Agarrei num livro por entre as centenas que tenho. Um assim, ao calhas. Saramago. Penso "Porra! Logo o Saramago" Só tenho este livro dele. Só este. Acho-o maçador. Não fica bem dizer isto eu sei, mas acho. Nem o abro. Pouso-o sobre a mesa-de-cabeceira branca, ao lado da cama branca, no meio do quarto branco (o sitio da casa mais fresco a esta hora. A janela aberta que deixa passar uma aragem que cheira a noite). No meio do branco todo- branco paz, serenidade (é não é? Devia ser.) - a poltrona laranja. É bonita e serve para me enroscar por debaixo de um cobertor sempre que o frio me entra nos ossos. Ou se faz mais sentir.
(Porra não se diz pois não? "É feio" dizia-me a minha mãe. Acho que é o único "palavrão" que digo frequentemente. São hábitos. Vem da formação talvez. Sempre que ouvia um palavrão lá em casa, o que acontecia raramente, já sabia que se discutia algo grave. Só eram usados num momento grave. O palavrão gratuito nunca foi um hábito. Continua a não ser. E não fossem os colegas do norte do pais e ainda hoje eu não usava alguns dos outros quando fico mesmo, mesmo zangada. O que raramente também acontece. Eu zangar-me. Se calhar porque sou de repentes. Digo o que tenho a dizer, na hora, na própria altura, digo tudo o que me passa pela cabeça, como os doidos (e aqui apeteceu-me sorrir.) e pronto. Passou a zanga.)

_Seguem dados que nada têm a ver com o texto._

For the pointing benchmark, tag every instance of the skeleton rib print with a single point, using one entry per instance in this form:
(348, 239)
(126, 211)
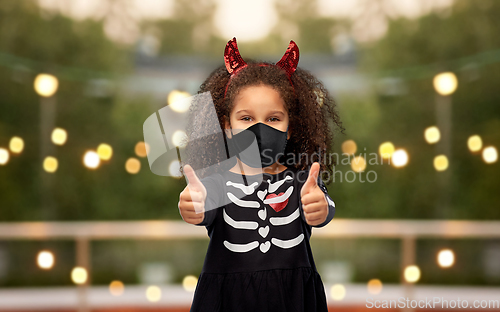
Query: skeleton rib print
(267, 197)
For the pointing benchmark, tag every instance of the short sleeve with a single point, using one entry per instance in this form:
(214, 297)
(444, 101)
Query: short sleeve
(214, 187)
(331, 203)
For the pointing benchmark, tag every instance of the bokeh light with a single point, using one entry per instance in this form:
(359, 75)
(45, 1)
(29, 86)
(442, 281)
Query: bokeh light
(475, 143)
(174, 102)
(446, 258)
(116, 288)
(4, 156)
(412, 274)
(374, 286)
(386, 150)
(140, 149)
(16, 145)
(399, 158)
(432, 135)
(45, 259)
(133, 165)
(50, 164)
(59, 136)
(91, 160)
(338, 292)
(104, 151)
(349, 147)
(46, 85)
(441, 162)
(189, 283)
(490, 154)
(79, 275)
(153, 293)
(358, 164)
(445, 83)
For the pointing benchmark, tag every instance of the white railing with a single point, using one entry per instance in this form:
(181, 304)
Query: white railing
(84, 232)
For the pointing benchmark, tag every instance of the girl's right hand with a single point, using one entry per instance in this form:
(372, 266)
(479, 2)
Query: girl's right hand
(192, 198)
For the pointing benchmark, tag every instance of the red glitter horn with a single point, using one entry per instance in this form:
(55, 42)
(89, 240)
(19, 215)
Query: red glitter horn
(234, 62)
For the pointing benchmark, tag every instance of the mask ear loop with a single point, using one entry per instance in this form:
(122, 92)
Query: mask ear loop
(238, 157)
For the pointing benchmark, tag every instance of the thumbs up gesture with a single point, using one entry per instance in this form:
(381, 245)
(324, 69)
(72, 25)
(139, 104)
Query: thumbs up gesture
(192, 198)
(313, 199)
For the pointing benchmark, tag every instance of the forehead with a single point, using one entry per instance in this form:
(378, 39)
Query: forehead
(258, 98)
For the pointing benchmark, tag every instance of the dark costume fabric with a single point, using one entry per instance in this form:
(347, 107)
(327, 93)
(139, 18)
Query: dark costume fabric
(259, 257)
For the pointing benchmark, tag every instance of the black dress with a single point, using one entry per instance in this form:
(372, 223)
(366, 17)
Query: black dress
(259, 257)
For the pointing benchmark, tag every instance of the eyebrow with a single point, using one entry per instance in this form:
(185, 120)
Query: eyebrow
(273, 112)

Não tenho cabeça para isto. Podem-se ir embora. Vá vão. Aqui não há nada para aprender, para reter, para o que quer que seja. São só as coisas que me passam pela cabeça e hoje vejam bem, nem me dou ao trabalho de ver se existem erros, se me escapou alguma coisa. Escapa sempre. Uma virgula que não foi colocada (nunca sei onde colocar as virgulas. Nunca.). Uma maiúscula esquecida, um erro qualquer pelo meio. Nem me dou ao trabalho. Está calor e eu e as palavras vamos ser sempre assim. De relações difíceis. Não nos damos e tenho a sensação que são mais as vezes que as palavras me usam do que as que eu as uso a elas.